The exhibition celebrates an international phenomenon and a generational glue capable of incorporating, between the 1960s and 1970s, heterogeneous instances ranging from protest to youth counter-culture, from the most current artistic stimuli to music and pop culture, leaving an indelible mark on the history of culture.
The exhibition presents over seventy original posters by the main authors of psychedelic graphics from the 1960s and 1970s, some re-editions from American archives, and special editions signed by the artists.
The works are divided into three large sections dedicated to the main poles of elaboration and diffusion of psychedelic culture between San Francisco, London and Italy.
In addition to the graphic section, the exhibition also presents documents on the correlation between cinema, advertising and psychedelia, records, photos, videos, comics and vintage magazines.
Among the artists in the exhibition are the so-called 'Big Five' (Wes Wilson, Stanley Mouse, Alton Kelley, Rick Griffin and Victor Moscoso), a group of illustrators whose posters created for the first concerts of Jimi Hendrix, Janis Joplin, Grateful Dead, Jefferson Airplane, The Doors, Frank Zappa and Pink Floyd held at the Fillmore Auditorium and the Avalon Ballroom in San Francisco marked the birth of psychedelic graphics.
In the San Francisco of the hippy movement and counter-culture, these posters immediately became popular and it was quickly realised that this was the emergence of a new form of graphic art that reworked suggestions from important stylistic strands including Optical Art, Art Nouveau, Neo-Orientalism and Surrealism, fully representing the emergence of a new cultural phenomenon: Psychedelia, with its wide ramifications across music, poetry, film and comics, and a new graphic style, dubbed 'Art Nouveau' by critic George Melly.
In the same years, London was also coloured by psychedelic lights and arabesques and the most important band of the time, The Beatles, made psychedelic culture iconic through Richard Avedon's photographs, taken for the promotion of the album Sgt. Pepper's Lonely Hearts Club Band, manipulated in a psychedelic key by the graphic artist Hallen Hurlburt, resulting in four posters that are now part of the permanent collections of important museums, such as the Moma in New York or the Victoria & Albert Museum in London, and chosen for the cover of the Perugia exhibition in the version starring John Lennon.

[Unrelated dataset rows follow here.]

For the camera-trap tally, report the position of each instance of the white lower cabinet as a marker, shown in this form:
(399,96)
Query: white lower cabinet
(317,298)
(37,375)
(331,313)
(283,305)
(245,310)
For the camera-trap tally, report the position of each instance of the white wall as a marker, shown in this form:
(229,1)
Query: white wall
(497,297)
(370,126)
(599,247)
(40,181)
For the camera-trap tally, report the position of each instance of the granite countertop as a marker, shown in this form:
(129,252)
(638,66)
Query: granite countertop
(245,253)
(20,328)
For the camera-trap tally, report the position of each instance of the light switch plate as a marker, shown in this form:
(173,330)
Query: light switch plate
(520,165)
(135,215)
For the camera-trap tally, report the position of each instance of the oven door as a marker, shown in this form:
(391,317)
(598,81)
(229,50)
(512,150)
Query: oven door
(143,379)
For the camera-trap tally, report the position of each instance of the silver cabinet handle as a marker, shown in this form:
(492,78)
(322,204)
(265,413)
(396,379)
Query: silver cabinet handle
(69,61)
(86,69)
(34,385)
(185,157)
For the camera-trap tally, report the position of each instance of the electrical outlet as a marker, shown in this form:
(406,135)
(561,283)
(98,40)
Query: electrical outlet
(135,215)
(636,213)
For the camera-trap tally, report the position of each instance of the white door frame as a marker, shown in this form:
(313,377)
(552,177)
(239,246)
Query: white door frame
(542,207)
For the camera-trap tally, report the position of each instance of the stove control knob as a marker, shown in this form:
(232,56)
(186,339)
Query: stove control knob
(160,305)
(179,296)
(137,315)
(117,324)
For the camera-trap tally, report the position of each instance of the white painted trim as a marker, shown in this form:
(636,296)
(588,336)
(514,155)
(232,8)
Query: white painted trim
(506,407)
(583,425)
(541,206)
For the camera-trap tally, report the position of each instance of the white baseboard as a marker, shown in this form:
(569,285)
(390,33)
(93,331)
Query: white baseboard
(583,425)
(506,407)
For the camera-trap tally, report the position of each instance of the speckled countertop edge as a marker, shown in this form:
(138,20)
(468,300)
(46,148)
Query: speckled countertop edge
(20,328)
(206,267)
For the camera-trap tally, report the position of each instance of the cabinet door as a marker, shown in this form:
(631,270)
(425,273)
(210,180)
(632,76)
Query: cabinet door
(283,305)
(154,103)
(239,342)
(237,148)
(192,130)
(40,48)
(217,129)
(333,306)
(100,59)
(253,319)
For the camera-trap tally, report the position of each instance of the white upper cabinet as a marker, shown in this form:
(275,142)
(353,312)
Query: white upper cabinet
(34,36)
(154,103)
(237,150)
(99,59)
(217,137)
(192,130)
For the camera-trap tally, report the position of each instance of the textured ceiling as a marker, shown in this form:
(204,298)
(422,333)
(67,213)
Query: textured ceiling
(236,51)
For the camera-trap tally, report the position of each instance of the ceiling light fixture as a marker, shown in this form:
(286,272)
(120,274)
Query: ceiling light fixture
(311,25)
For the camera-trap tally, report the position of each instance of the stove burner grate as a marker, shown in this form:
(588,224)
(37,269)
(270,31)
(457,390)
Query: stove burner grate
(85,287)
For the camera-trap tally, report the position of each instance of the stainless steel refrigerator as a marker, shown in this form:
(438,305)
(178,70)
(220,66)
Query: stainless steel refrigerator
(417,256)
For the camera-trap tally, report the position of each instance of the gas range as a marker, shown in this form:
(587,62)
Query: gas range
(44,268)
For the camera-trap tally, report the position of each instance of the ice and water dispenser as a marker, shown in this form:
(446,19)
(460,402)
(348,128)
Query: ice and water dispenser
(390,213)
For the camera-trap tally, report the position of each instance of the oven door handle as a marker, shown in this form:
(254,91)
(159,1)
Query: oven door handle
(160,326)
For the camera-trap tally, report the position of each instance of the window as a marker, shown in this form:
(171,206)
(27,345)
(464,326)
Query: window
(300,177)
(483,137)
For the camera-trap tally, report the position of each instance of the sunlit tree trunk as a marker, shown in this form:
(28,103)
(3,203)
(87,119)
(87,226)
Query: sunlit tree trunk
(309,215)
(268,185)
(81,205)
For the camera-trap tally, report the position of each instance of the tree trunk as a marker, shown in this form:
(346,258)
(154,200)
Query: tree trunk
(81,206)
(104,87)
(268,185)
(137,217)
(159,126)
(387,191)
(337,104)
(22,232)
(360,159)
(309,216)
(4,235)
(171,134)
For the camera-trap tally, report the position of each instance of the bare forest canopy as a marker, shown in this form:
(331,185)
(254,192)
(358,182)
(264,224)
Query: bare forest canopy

This was the moment in which psychedelia also arrived in Italy, in Milan, where Fernanda Pivano, Ettore Sottsass and Allen Ginsberg in '67 gave life to the magazine 'Pianeta Fresco', published in only two issues of 300 copies, experimental both in terms of content and graphics with prestigious collaborations. Also in 1967, in Rome, Mario Schifano curated his own music group, Le Stelle di Mario Schifano, for which he created the cover of the only lp produced, and ventured into the business of impresario and concert organiser.